From Stefan.Esser@otelo.de  Mon Dec 10 11:37:36 2001
Return-Path: <Stefan.Esser@otelo.de>
Received: from mail.otelo.de (mail.otelo.de [195.50.151.2])
	by hub.freebsd.org (Postfix) with ESMTP
	id C83BF37B416; Mon, 10 Dec 2001 11:37:34 -0800 (PST)
Message-Id: <20011210193720.DF0CB1510@c4007380.vebacom.de>
Date: Mon, 10 Dec 2001 20:37:20 +0100 (CET)
From: Stefan Esser <se@freebsd.org>
Reply-To: Stefan.Esser@Arcor.Net
To: FreeBSD-gnats-submit@freebsd.org
Cc: <se@freebsd.org>, stefan.esser@o-tel-o.de
Subject: Reproducable PANIC in -stable and .current 

>Number:         32681
>Category:       kern
>Synopsis:       Reproducable PANIC in -stable and .current
>Confidential:   no
>Severity:       critical
>Priority:       high
>Responsible:    des
>State:          closed
>Quarter:        
>Keywords:       
>Date-Required:  
>Class:          sw-bug
>Submitter-Id:   current-users
>Arrival-Date:   Mon Dec 10 11:40:01 PST 2001
>Closed-Date:    Thu Jan 3 02:04:51 PST 2002
>Last-Modified:  Thu Jan 03 02:06:15 PST 2002
>Originator:     Stefan Esser
>Release:        FreeBSD 4.4-STABLE i386 / FreeBSD 5.0-CURRENT i386
>Organization:
o.tel.o GmbH
>Environment:
System: FreeBSD current-host 5.0-CURRENT FreeBSD 5.0-CURRENT #1: Mon Dec 10 18:00:17 CET 2001     se@current-host:/usr/src/sys/i386/compile/TYAN  i386
	FreeBSD stable-host 4.4-STABLE FreeBSD 4.4-STABLE #6: Wed Dec  5 14:29:02 CET 2001     se@stable-host:/usr/src/sys/compile/TYAN  i386

>Description:
I've been suffering from panics during a security scan of a large company LAN. 
With nessus and 20 simultanous addresses being scanned, I get panics within 
minutes, which forced me to lower the parallelism to 5 addresses at a time (the 
whole network will be finished in about 4 years, at the current pace ;-)

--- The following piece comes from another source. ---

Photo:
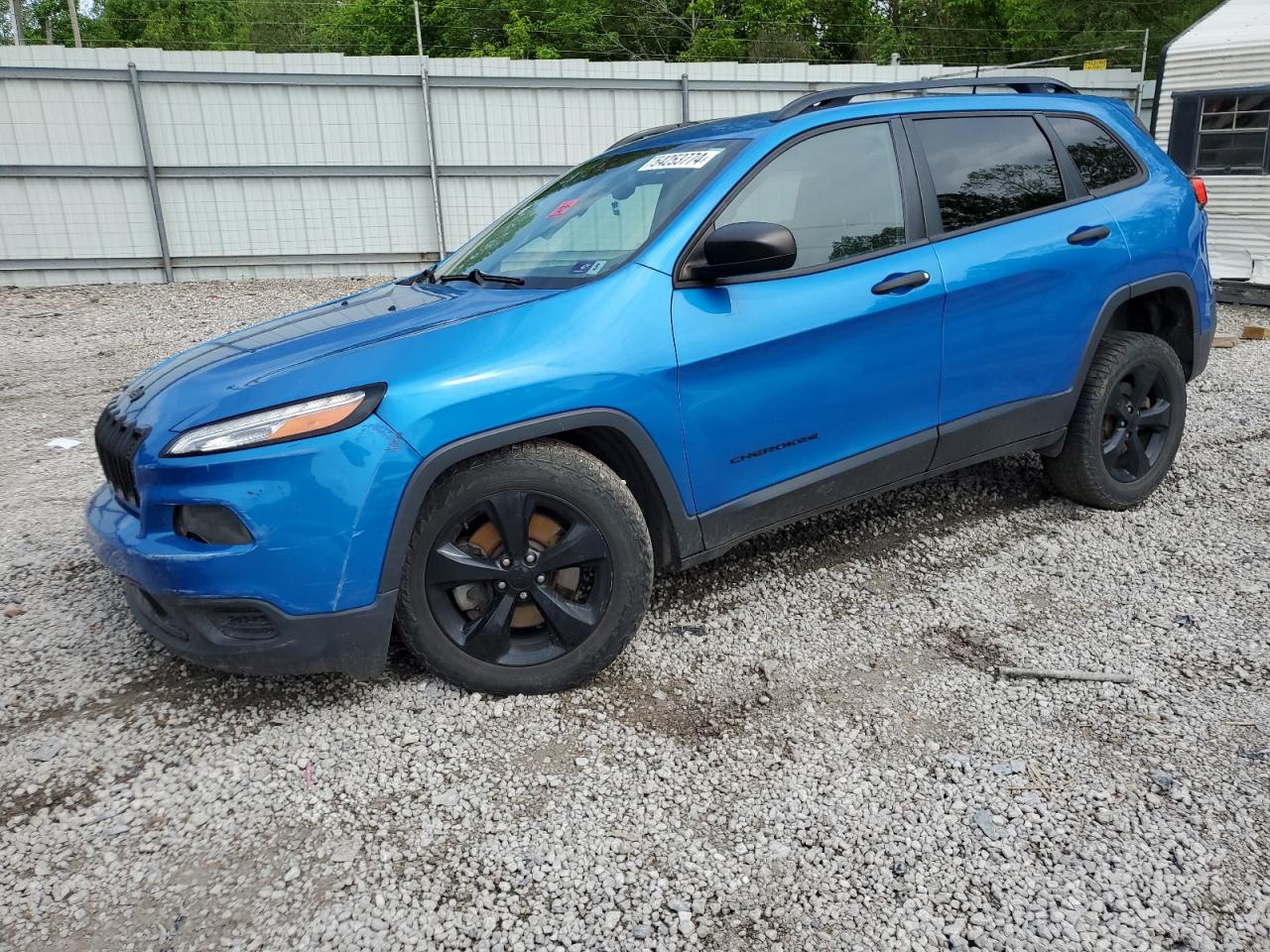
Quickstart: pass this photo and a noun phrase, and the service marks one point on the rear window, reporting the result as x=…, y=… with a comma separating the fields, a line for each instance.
x=1101, y=160
x=989, y=168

Since the operational system doing these scans is two hours of travel away, I 
decided to check, whether the same problem exists in -current on identical 
hardware at my location: it's there!

Since I don't have access to the console of the remote -stable box, I did all 
my testing on a similar box running -current. 
The symptoms are identical: Trap 12 within minutes of running the latest nessus-devel (set to test 10 addresses in parallel).

I've tried to identify the location of the fstatfs() call in nessusd, but did not
find a single occurence.


The source of problem appears to be a value of NULL resulting from:

	 mp = ((struct vnode *)fp->f_data)->v_mount;

which is dereferenced in the next progam line ...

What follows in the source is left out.